I call them the Nobby Beach Boyz because their domain is in Nobby Beach, the heart of Australia’s Gold Coast. Way down in the land of Oz, nowhere near the Northern California headquarters of Star One Credit Union, is the hidden lair of a domain name that was unprotected by Star, and has fallen into the hands of “someone” in Nobby Beach, hiding behind a wall of privacy. The Nobby Beach Boyz own the nameStarOneCreditUnion.com. How the real Star One left this unprotected is baffling. But on 23 November, 2008 they snagged the name, and what they have done should be a lesson learned to any company. By the way, PrivacyProtect.org of Australia is the shield now around the real owner or owners of StarOneCreditUnion.com. And don’t bother to write, as “all postal mails rejected”.

Nobby Beach sounds like a great place to vacation, wedged between Mermaid Beach and Miami Beach on the famous “Gold Coast”. Nice places to stay for families, picnic areas, BBQ pits, theme parks like Sea World, Wildlife Sanctuary, Outback Spectacular, Warner Bros Movie World, cycling, swimming, bushwalking and much more. Not a bad place to operate a world-wide buccaneering operation.

So what happens when you type in StarOneCreditUnion.com. Firstly, for some reason, the Nobby Beach Boyz don’t want to use this real name, even though, as we have seen, the real StarOne failed to get the Trademark for it. Be that as it is, the web site is some kind of a static page, which redirects to another page. This page looks like the actual page, but the name is actually miss-spelled, on purpose. The web address you are taken to is 1starceditunion.com Notice that the name is “cedit”, not “credit” union.com.

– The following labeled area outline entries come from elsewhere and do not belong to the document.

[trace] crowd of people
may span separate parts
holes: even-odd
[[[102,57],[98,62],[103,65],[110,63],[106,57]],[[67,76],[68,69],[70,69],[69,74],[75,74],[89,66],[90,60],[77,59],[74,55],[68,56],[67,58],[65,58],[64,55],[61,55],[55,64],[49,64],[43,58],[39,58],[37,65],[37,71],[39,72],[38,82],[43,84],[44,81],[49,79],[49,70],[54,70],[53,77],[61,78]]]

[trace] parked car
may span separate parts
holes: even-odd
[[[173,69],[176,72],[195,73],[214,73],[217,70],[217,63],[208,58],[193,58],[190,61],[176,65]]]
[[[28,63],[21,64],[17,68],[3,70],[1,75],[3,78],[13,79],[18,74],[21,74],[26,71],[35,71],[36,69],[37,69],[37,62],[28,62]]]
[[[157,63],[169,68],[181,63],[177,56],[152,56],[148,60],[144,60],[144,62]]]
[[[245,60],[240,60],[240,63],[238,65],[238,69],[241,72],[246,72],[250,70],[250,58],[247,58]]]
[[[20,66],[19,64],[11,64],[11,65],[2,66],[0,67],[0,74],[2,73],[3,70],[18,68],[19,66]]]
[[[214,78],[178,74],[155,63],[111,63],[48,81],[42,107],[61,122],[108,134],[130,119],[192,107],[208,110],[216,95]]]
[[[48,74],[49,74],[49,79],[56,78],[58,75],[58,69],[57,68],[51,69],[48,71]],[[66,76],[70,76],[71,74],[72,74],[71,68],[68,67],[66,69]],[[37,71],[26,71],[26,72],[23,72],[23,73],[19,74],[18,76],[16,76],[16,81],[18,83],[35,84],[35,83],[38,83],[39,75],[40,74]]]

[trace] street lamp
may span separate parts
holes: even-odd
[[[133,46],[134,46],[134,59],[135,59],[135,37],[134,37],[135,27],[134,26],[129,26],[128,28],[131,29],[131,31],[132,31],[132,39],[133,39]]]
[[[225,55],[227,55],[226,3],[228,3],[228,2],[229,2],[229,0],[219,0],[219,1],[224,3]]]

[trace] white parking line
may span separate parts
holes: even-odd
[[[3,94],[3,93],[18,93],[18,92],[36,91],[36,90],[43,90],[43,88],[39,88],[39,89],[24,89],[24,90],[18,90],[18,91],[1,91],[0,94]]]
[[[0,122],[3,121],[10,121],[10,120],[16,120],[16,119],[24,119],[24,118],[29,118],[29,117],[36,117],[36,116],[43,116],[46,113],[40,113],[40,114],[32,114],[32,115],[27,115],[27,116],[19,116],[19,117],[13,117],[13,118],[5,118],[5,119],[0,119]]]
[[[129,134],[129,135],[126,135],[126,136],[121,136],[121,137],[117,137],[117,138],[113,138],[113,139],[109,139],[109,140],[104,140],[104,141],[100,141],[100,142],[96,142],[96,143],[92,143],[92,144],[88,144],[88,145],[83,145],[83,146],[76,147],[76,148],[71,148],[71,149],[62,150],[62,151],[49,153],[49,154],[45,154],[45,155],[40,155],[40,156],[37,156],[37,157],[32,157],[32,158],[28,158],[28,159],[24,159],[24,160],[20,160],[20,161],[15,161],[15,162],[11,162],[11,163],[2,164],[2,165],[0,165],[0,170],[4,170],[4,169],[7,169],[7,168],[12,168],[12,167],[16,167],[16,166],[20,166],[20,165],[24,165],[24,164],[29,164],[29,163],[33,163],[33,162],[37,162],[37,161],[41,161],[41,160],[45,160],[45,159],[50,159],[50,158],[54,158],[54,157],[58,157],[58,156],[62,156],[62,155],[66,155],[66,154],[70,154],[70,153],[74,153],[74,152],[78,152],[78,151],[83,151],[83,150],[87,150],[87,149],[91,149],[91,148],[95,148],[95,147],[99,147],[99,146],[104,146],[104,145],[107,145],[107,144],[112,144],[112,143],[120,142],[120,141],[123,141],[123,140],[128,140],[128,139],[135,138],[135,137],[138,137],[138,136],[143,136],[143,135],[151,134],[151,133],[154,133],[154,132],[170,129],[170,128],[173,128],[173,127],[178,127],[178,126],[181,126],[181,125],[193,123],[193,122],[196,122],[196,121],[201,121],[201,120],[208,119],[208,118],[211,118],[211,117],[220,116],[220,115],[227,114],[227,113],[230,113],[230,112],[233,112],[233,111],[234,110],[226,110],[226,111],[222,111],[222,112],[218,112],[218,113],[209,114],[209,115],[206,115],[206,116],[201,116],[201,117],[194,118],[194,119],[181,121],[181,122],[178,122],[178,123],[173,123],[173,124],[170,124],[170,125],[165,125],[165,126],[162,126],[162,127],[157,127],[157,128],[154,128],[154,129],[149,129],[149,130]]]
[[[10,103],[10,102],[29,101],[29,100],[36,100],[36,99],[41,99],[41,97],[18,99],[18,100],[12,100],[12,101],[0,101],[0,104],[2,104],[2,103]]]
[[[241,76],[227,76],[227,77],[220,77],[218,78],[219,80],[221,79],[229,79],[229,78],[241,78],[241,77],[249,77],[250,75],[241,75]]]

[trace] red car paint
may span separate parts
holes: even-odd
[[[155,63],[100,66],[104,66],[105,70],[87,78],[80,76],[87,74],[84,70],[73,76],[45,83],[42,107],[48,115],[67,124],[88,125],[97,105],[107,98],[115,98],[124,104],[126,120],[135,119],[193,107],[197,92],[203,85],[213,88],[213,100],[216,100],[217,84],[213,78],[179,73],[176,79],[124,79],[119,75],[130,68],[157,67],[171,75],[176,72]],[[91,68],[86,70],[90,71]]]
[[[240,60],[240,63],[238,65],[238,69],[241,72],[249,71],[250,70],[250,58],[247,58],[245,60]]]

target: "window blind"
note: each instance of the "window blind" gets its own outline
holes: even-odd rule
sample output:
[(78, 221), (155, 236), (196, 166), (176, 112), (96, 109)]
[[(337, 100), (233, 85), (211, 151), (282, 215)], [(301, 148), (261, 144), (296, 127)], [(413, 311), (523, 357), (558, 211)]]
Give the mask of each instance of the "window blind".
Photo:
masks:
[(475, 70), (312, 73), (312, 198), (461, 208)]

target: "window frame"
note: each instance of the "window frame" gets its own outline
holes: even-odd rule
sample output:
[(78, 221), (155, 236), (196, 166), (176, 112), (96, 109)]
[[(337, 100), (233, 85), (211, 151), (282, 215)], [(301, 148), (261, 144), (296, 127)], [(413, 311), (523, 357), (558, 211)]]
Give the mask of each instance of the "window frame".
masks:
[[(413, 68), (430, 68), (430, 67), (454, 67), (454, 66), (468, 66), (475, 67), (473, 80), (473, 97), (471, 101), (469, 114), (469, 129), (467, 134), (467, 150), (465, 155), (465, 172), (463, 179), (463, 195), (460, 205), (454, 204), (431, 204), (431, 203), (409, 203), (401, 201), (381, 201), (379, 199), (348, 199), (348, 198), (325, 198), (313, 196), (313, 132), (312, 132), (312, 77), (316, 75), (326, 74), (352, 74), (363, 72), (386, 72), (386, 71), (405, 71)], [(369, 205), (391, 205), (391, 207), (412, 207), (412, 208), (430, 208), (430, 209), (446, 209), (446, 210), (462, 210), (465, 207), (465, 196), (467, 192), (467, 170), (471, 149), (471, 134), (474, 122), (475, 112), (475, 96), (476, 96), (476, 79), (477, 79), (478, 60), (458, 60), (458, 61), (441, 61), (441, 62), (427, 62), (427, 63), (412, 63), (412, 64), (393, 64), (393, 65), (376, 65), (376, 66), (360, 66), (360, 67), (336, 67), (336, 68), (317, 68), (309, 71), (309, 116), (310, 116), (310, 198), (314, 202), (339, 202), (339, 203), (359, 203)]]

When you hit the front page a series of links appear: Names like Credit Services, Loan Application, Pay Bills Online, Online Banking, Small Business Loans, Wealth Management, Credit Counseling, Business Lending, and more. A click on the very top link, Credit Services, takes you right to a link to bankofamerica.com. Talk about sending your potential customers to the enemy! This credit service click-through page lists 10 linked “ads”, including Discover Card, other credit card companies and finance companies. The front page list of links goes to other pages of links, which go to other links, search engines, banks like Wells Fargo, Chase, credit card and finance companies, on and on, an inverse pyramid that opens wide to the sky. Most of the links seem to be “ads”, probably paid for on a “click through” basis, as most are these days. In the forest of links they have even thrown in links to the “real” Star One Credit Union, but it is not that easy to find. Staroneceditunion.com is mainly directing customers to the big banks and finance companies. Their pages of links could be providing the Nobby Beach crowd quite a revenue stream. All thanks to the fact that “Lockheed’s” Starone.org did not protect their name.

One thing is clear: the Nobby Beach Boyz are well protected, hiding behind a phalanx of security. They are good, very good at what they do. The main server they are operating from is in Ashburn, VA, an amazon server. Under this IP server is a group of websites, including a porn site that is hosted in Nassau, Bahamas, another sex site hosted down in Dallas, Texas, a nominal “health” site with click-through ads, and a site for sale that is hosted in the UK. One of their sites is registered in Panama. This web of servers totally shields the real owners, we don’t know anything about them, and the Nobby Beach Boyz, as I originally called them, could simply be one guy. Where is he? Nassau? Nobby Beach? Panama? Houston? Living near amazon.com in Virginia? It would sure be enlightening to sit down with whoever the main bloke is, and chat about all this. I’m sure he would have some funny stories about buccaneering on the world-wide web.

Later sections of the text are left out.